Das Geschenk der Zigeunerin

In Pamhagen saß einst eine frohe Taufgesellschaft beieinander und feierte die Namensgebung des jüngsten Töchterleins vom dortigen Schneider.

Als der stolze Kindesvater eben sein Glas hob und dem ersten Gemeinderat dankbar für seine Gevatterschaft zutrinken wollte, ging die Türe auf, und herein kam eine schöne Zigeunerin.

Der Schneider hatte ihr einmal aus Mitleid um einen Gotteslohn einen Kittel genäht; dafür wollte sie sich nun erkenntlich zeigen.

Still schob die feurige Schöne verschämt ein kleinwinziges Päckchen unter den Steckpolster und murmelte allerlei fremdartige Heilsprüche in ihrer Zigeunersprache dazu.

Man reichte ihr ein Glas Wein und ein Stück vom Taufkuchen, dann ging sie wieder, nicht ohne vorher der glücklichen Mutter bedeutsam zuzuflüstern:

"Es wird ihr viel Glück bringen, der Kleinen!"

Als man dann neugierig das Päckchen öffnete, fand sich nichts anderes darin als drei ganz gewöhnliche Sauzähne.

Der Schneider, den das schadenfrohe Gelächter seiner Gäste verdroß, wollte erbost die drei Zähne beim Fenster hinauswerfen.

Aber seine Frau konnte das eindringliche Geschau der schwarzen Schönen nicht aus dem Sinn bringen, und so hielt sie den verärgerten Mann zurück und nahm ihm die sonderbare Gabe ab.

Einen Zahn nähte sie als Glücksbringer in den Steckpolster, einen in den Saum ihres Taufkleides und den dritten goß sie mit Wachs in die Öffnung des alten Messingleuchters ein.

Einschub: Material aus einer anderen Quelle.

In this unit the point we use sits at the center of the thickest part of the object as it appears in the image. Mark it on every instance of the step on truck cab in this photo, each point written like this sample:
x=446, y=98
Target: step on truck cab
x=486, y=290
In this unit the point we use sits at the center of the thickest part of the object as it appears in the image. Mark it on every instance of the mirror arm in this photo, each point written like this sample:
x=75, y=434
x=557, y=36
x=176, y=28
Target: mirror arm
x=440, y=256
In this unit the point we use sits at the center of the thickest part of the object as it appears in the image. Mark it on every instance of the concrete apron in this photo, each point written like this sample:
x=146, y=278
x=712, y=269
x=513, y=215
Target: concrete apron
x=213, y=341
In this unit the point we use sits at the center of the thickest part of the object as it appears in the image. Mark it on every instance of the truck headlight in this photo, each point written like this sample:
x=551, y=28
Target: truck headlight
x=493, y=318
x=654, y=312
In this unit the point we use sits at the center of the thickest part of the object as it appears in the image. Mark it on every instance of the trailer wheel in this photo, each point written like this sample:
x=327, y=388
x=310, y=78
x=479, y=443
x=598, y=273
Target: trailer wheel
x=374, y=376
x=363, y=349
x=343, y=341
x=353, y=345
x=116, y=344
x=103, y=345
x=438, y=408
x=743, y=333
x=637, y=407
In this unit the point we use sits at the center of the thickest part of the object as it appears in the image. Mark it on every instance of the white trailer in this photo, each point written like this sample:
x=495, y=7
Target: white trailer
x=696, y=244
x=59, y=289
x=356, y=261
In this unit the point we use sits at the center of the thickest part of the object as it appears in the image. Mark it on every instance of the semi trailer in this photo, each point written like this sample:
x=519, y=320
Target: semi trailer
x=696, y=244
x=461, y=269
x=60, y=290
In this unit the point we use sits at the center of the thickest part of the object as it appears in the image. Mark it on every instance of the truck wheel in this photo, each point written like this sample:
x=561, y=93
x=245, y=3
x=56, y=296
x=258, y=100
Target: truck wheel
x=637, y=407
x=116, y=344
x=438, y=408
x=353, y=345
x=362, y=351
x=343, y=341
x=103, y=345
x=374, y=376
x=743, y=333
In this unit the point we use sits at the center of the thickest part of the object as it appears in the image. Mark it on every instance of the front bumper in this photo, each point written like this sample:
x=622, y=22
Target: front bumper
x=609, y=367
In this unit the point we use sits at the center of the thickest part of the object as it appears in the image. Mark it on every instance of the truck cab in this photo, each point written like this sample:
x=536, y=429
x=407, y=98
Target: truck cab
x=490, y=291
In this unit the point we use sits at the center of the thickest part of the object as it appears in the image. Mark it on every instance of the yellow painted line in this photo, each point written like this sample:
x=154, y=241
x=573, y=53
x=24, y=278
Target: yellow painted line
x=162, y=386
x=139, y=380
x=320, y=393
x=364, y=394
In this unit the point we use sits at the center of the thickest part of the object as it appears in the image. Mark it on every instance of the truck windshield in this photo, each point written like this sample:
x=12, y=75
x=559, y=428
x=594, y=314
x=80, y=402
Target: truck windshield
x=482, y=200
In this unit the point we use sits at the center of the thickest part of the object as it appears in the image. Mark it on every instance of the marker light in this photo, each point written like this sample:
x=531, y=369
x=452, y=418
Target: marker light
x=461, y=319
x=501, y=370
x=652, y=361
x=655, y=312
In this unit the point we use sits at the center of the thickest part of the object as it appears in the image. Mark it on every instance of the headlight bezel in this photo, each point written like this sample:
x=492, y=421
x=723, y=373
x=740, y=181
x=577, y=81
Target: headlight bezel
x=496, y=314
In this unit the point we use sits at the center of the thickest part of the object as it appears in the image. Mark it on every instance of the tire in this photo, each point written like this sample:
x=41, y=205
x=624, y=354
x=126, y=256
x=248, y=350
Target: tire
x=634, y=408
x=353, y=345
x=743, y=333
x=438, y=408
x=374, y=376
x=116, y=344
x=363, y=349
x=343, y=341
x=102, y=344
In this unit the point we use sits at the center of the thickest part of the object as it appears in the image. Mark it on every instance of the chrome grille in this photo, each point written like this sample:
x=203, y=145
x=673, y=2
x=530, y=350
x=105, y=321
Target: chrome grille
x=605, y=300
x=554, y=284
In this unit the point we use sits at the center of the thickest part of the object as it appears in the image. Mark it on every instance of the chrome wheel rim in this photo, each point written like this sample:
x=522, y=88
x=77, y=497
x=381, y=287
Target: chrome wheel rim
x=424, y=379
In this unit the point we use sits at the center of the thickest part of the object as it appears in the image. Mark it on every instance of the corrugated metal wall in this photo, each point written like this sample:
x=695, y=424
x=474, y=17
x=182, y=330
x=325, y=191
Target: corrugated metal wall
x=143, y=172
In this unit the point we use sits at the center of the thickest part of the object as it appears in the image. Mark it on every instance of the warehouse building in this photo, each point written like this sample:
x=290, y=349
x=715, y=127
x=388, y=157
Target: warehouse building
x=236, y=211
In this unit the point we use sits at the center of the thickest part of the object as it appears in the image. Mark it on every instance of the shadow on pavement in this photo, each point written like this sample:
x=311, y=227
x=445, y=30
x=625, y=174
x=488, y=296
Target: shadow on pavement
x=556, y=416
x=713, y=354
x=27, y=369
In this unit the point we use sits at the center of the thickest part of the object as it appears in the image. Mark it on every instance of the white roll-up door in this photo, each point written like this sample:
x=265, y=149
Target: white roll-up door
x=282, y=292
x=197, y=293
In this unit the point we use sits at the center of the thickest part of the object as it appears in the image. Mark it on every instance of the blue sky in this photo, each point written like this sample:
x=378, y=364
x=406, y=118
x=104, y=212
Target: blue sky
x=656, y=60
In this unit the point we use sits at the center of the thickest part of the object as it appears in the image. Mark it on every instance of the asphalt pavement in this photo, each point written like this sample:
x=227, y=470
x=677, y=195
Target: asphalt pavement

Das tat die Frau halb spielerisch, halb abergläubisch, ohne sich recht dessen bewußt zu sein, was sie eigentlich damit bezwecken wollte.

Das Glück schien aber der Schneiderfamilie nicht hold zu sein. Wenige Jahre später starb der Vater, und bald darauf erblindete die Mutter vom vielen Weinen. Bittere Armut zog im Schneiderhause ein und blieb hartnäckig dort hausen.

Die Kleine wuchs im Laufe der Jahre zu einer hübschen Jungfrau heran, und als ihre Mutter starb, freite ein armes Knechtl um sie.

Da sie keine Mittel für ein Hochzeitskleid besaß, richtete sie sich ihr brüchig gewordenes einstiges Taufkleid zurecht und - siehe da - fand im Saum den eingenähten Sauzahn.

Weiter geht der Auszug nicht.